情報処理安全確保支援士試験 情報セキュリティスペシャリスト試験 平成26年度春期 午前Ⅱ 問12: 脆弱性検査で，対象ホストに対してポートスキャンを行った。対象ポートの状態を判定する方法のうち，適切なものはどれか。

問題本文

脆弱性検査で，対象ホストに対してポートスキャンを行った。対象ポートの状態を判定する方法のうち，適切なものはどれか。

選択肢

• ア.対象ポートにSYNパケットを送信し，対象ホストから“RST/ACK”パケットを受信するとき，対象ポートが開いていると判定する。
• イ.対象ポートにSYNパケットを送信し，対象ホストから“SYN/ACK”パケットを受信するとき，対象ポートが閉じていると判定する。
• ウ.対象ポートにUDPパケットを送信し，対象ホストからメッセージ“port unreachable”を受信するとき，対象ポートが閉じていると判定する。
• エ.対象ポートにUDPパケットを送信し，対象ホストからメッセージ“port unreachable”を受信するとき，対象ポートが開いていると判定する。

正解

ウ. 対象ポートにUDPパケットを送信し，対象ホストからメッセージ“port unreachable”を受信するとき，対象ポートが閉じていると判定する。

解説

ポートスキャンでは応答からポート状態を推定する。
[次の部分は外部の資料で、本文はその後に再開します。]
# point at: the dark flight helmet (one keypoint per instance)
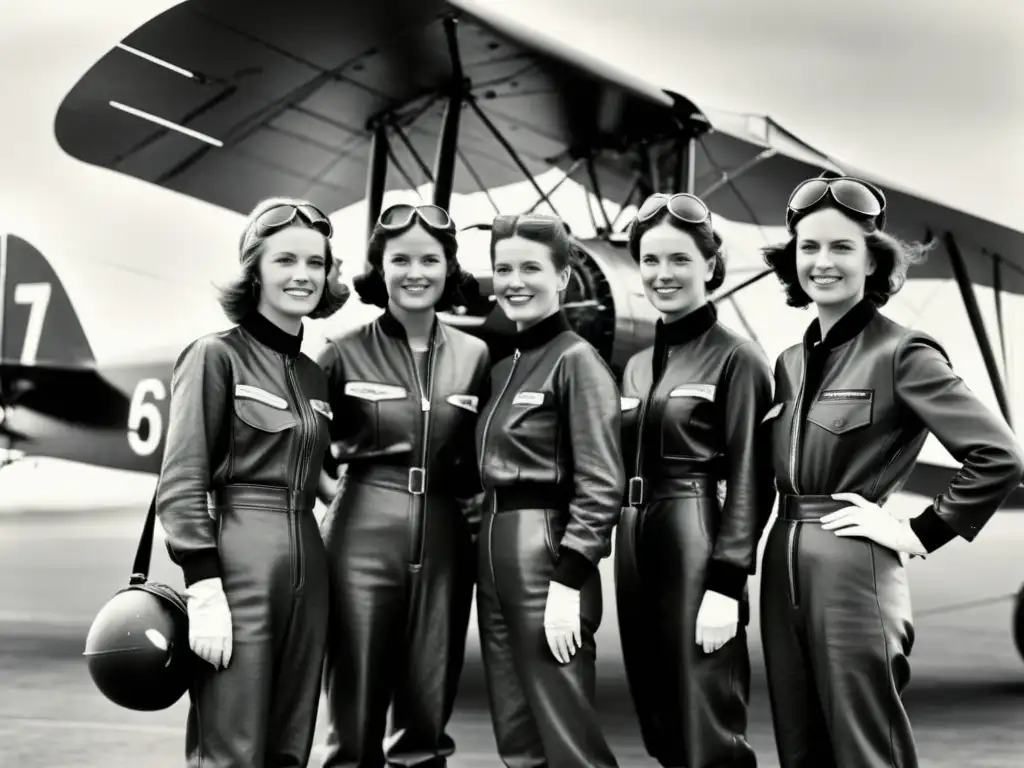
(137, 648)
UDPスキャンでは、閉じているポートにパケットを送ると一般にICMPの『port unreachable』が返る。これを根拠に閉鎖と判定でき、ウが正解。実務では脆弱性検査やペネトレーションテストで開放ポートを洗い出し、不要なサービスの停止につなげる。

選択肢ごとの解説

• ア.SYNに対しRST/ACKが返るのはポートが閉じている場合で、開いているとする判定は逆であり誤り。
• イ.SYNにSYN/ACKが返るのはポートが開いている合図で、閉じているとする判定は逆であり誤り。
• ウ.UDPでport unreachableが返れば閉鎖と判定できるという、UDPスキャンの正しい原理で正しい。
• エ.port unreachableは閉鎖を示すのに開いていると判定しており、解釈が逆で誤り。